Lol I love it! And, I would think most people would see it just as a funny statement.


----------



## keeponfarming (Jun 12, 2013)

thanks! i thought it was funny and people would get it...then i got worried i didn't want people to go "she in it for the money?! how rude!" ...... /: lol


----------



## StaceyRosado (Oct 5, 2007)

if you are a buck hoarder then it works, if you dont even own a buck.... I think it will send the wrong message.


----------



## StaceyRosado (Oct 5, 2007)

you only have 13 spaces left over for names - hope you like short names


----------



## keeponfarming (Jun 12, 2013)

..its just a play on words...


----------



## Stacykins (Mar 27, 2012)

StaceyRosado said:


> you only have 13 spaces left over for names - hope you like short names


I agree, it is an incredibly long herd name. Cute, but long. A shorter version that would have conveyed the same message would be "4 the bucks".
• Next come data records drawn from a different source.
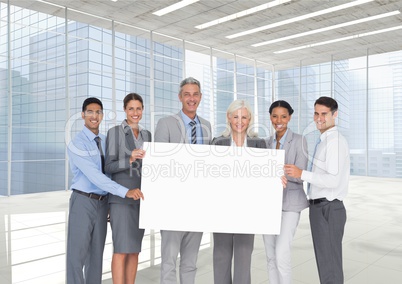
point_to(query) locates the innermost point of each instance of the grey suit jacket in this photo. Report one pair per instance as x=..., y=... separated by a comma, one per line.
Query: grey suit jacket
x=119, y=144
x=253, y=142
x=171, y=129
x=294, y=197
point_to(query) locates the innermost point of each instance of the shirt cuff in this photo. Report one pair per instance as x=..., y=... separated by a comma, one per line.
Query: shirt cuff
x=307, y=176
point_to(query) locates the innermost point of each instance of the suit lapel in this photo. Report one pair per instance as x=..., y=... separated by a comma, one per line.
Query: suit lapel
x=129, y=137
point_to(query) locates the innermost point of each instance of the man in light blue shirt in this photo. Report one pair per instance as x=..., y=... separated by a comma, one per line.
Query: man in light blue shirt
x=178, y=128
x=88, y=209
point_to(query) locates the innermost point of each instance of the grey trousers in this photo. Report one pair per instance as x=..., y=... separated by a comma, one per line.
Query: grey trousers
x=327, y=221
x=188, y=245
x=87, y=227
x=236, y=246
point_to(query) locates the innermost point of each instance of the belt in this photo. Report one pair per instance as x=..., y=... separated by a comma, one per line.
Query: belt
x=318, y=200
x=91, y=195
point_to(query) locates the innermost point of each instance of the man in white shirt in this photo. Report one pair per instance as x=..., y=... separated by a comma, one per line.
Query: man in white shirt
x=328, y=185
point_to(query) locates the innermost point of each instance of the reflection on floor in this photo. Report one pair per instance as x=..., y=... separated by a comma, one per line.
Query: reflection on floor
x=33, y=234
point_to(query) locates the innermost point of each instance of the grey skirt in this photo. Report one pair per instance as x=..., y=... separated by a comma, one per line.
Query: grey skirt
x=126, y=234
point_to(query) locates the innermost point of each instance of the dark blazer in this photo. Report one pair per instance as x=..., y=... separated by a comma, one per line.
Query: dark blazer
x=119, y=144
x=294, y=197
x=253, y=142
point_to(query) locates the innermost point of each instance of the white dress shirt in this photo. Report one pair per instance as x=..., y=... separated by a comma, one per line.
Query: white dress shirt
x=329, y=177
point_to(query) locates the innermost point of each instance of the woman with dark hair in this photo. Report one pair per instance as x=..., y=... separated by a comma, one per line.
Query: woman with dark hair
x=123, y=162
x=278, y=247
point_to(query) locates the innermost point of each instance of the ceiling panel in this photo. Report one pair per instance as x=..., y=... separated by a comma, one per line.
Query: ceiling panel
x=181, y=24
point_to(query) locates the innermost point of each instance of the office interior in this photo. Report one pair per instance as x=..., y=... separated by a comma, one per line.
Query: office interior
x=56, y=53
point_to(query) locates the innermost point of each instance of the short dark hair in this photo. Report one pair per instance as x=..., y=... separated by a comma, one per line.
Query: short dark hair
x=132, y=97
x=283, y=104
x=328, y=102
x=89, y=101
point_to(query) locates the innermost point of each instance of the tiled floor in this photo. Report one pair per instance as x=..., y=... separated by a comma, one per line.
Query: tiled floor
x=33, y=233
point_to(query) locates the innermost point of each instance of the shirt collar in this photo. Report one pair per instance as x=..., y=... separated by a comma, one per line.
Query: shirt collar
x=330, y=131
x=283, y=139
x=127, y=127
x=187, y=120
x=88, y=133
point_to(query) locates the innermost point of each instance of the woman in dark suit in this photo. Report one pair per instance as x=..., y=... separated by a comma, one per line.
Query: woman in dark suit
x=278, y=247
x=238, y=133
x=123, y=162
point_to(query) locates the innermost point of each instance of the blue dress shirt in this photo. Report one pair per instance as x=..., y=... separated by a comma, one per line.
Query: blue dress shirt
x=86, y=166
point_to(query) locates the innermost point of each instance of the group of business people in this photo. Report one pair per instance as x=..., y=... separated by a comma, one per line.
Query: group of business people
x=94, y=195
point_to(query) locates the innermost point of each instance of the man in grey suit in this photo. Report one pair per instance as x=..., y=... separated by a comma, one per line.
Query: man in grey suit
x=183, y=127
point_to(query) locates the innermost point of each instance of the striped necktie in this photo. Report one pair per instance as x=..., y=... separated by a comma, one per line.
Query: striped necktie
x=193, y=132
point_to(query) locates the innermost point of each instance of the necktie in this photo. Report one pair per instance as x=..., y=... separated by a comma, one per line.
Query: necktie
x=311, y=165
x=193, y=132
x=98, y=143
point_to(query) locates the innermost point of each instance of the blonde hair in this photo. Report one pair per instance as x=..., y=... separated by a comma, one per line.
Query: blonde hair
x=236, y=105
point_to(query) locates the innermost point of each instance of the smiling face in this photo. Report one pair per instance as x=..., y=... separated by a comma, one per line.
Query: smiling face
x=324, y=118
x=190, y=97
x=93, y=116
x=133, y=112
x=280, y=118
x=239, y=120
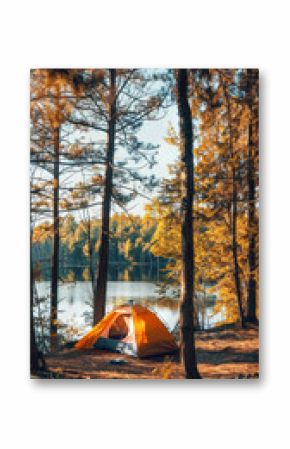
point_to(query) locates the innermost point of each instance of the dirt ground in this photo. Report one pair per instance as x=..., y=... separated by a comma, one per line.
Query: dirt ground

I personally tries to keep my herdname short, so there would be a lot of creative freedom with names. I call my herd the "Mini Yooper Goats". But my herdname is simply "Yooper". Six characters, which leaves room for the unique part of the name!


----------



## StaceyRosado (Oct 5, 2007)

keeponfarming said:


> ..its just a play on words...


I know - you explained that already and I totally get it. But you asked a question, I answered it from my prospective. Dont like it? Sorry dont ask the question then.


----------



## gmsoap (Sep 14, 2012)

Whoa Stacey! What about keep it friendly, keep it fun??!!


----------



## mjs500doo (Nov 24, 2012)

I'm sure she answers so many questions and concerns it's hard to sympathize with all of them.


----------



## StarMFarm (Jan 17, 2013)

Very cute and creative herd name!


----------



## J.O.Y. Farm (Jan 10, 2012)

That's cute  I've seen a bumper sticker that said that!


----------



## Texaslass (May 15, 2013)

keeponfarming said:


> ha, its official am with the american dairy goat Association. I got my herd name its "N IT 4 THE BUCKS" i thought it was great! get it? money yes but a male goat is called a buck! i thought it was genius! my mom said i was mean for being in it for the money..... >_<....anyone who knows me..KNOWS i pamper my goats...heck anyone in A.D.G.A does!....ugh..... lol tell me goat people...you find the humor!!


It's okay to have a funny name. Some will get it, some won't. I wouldn't worry about it if some don't care for it. It's your own unique name.

And personally, I never like it when people name their goats (or race horses either) really long names; I mean, the animal's don't care if they have a pedigree or not, and I don't think they care if they have crazy long posh sounding names, either.

Go with your gut- it's usually right.


----------



## Trickyroo (Sep 26, 2012)

Its a very cute name , you make it what you want , you only need to like it , right ? Good for you , its fun when its official 

I always say , if you have nothing nice to say , don't say anything.
Its just a conversational thread  Nobody is forced to answer if they dont want to . Just saying


----------



## milkmaid (Sep 15, 2010)

I like it!


----------



## keeponfarming (Jun 12, 2013)

*for some reason my reply is now not up? i said something earlier like this*

its ok everyone is entitled to there own opinion i know some people will love it others will hate it, but i talked it over to the ones who really matter, My goats! :laugh: and they are fine with the herd name!

please know am getting into A.D.G.A and would love to meet some friends! thanks for everyone's kind support! ​


----------



## Jodi_berg (Oct 29, 2012)

Yeah I responded as well and it's gone too. I think your names cute. And I also thought that a couple of the comments were a little rude as well. Have fun,I like your creativity!


----------